Released: 2014, Prosthetic Records
Reviewer: Peter Atkinson
Three years and one new rhythm section after their third album, and first for Prosthetic, the deliciously gritty Darker Handcraft, Trap Them return with more of the same, but with a slightly different approach.
Once again working under the direction of Converge guitarist Kurt Ballou, Trap Them are in their ragged glory on Blissfucker – as the title would seem to indicate, although their true intent there is certainly open to interpretation. New bassist Galen Baudhuin and drummer Brad Fickeisen join founding vocalist Ryan McKenney and guitarist Brian Izzi here and seem right at home pounding away under Izzi’s buzz-sawing, old Dismember-meets-Black Flag riffing and McKenney's mad dog bellow.
While not as ceaselessly balls out as Hardcraft, Blissfucker still is a bludgeoning affair that runs roughshod out of the gate with “Salted Crypts” and grinds along for much of the rest of the way. The frantic “Lungrunners” and the blast beat-driven “Former Lining Wide The Walls” - the titles are all pretty obtuse here – certainly bring the velocity while the boot-stomp hooks of “Gift and Gift Unsteady” and “Sanitations” effectively work the ribs.

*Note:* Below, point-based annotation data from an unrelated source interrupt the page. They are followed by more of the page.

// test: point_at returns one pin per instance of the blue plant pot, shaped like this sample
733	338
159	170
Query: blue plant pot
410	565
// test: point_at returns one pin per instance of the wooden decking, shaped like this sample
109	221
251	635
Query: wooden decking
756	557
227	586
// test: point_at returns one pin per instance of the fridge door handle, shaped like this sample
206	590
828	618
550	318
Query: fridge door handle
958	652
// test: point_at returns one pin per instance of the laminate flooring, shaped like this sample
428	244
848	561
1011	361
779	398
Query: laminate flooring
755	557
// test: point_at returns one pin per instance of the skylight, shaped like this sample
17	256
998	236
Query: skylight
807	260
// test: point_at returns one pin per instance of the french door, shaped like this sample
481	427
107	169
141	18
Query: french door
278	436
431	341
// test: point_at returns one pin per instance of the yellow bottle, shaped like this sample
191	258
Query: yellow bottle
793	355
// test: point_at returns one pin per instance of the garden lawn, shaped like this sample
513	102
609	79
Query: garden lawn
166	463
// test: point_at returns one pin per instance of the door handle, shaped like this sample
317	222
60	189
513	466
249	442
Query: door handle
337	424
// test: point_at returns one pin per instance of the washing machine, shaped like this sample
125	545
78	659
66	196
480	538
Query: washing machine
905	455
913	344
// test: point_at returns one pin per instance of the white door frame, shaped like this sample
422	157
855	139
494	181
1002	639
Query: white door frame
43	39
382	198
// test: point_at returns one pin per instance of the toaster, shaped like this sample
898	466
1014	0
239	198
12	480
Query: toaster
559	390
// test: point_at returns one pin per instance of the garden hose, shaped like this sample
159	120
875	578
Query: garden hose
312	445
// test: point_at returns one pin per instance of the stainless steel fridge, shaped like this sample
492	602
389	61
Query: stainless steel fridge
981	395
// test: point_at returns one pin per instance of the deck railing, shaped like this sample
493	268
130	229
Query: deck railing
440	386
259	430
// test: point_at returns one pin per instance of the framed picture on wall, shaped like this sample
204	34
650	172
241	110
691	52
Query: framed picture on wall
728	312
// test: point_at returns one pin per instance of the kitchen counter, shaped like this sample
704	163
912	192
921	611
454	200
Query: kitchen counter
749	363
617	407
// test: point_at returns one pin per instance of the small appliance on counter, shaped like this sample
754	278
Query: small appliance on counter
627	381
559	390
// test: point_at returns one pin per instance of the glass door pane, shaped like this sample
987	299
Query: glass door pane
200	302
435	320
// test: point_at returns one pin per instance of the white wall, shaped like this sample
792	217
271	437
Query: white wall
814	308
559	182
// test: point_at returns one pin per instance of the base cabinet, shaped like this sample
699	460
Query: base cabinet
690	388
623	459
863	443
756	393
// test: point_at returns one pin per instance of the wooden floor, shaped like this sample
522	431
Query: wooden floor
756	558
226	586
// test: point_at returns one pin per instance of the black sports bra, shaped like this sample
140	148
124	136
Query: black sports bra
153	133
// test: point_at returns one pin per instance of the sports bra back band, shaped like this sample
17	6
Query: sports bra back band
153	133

But sludgy about faces on “Habitland” and “Bad Nones” break up some of the relentlessness that made Hardcraft seem somewhat single-minded, and the album concludes with a series of more dramatic left-hand turns that offer quite a contrast. “Savage Climbers” is a lumbering, concussive opus that at seven-plus minutes is the band's longest yet – and about twice as long as their typical tune. It segues into the sparse intro of “Ransom Risen” that then erupts into intermittent grindy bursts and McKenney's anguished screams before setting back into relative quiet. “Let Fall Each and Every Sedition Symptom” ends things by riding a trudging groove for five minutes before abruptly devolving into hail of white noise.
A different sequence that sprinkled these tracks throughout, instead of delivering them one after the other at the end, would have perhaps made the stylistic shifting less abrupt and jarring. But since abrupt and jarring is part of Trap Them’s M.O., it not only makes sense, it offers nifty, startling finish.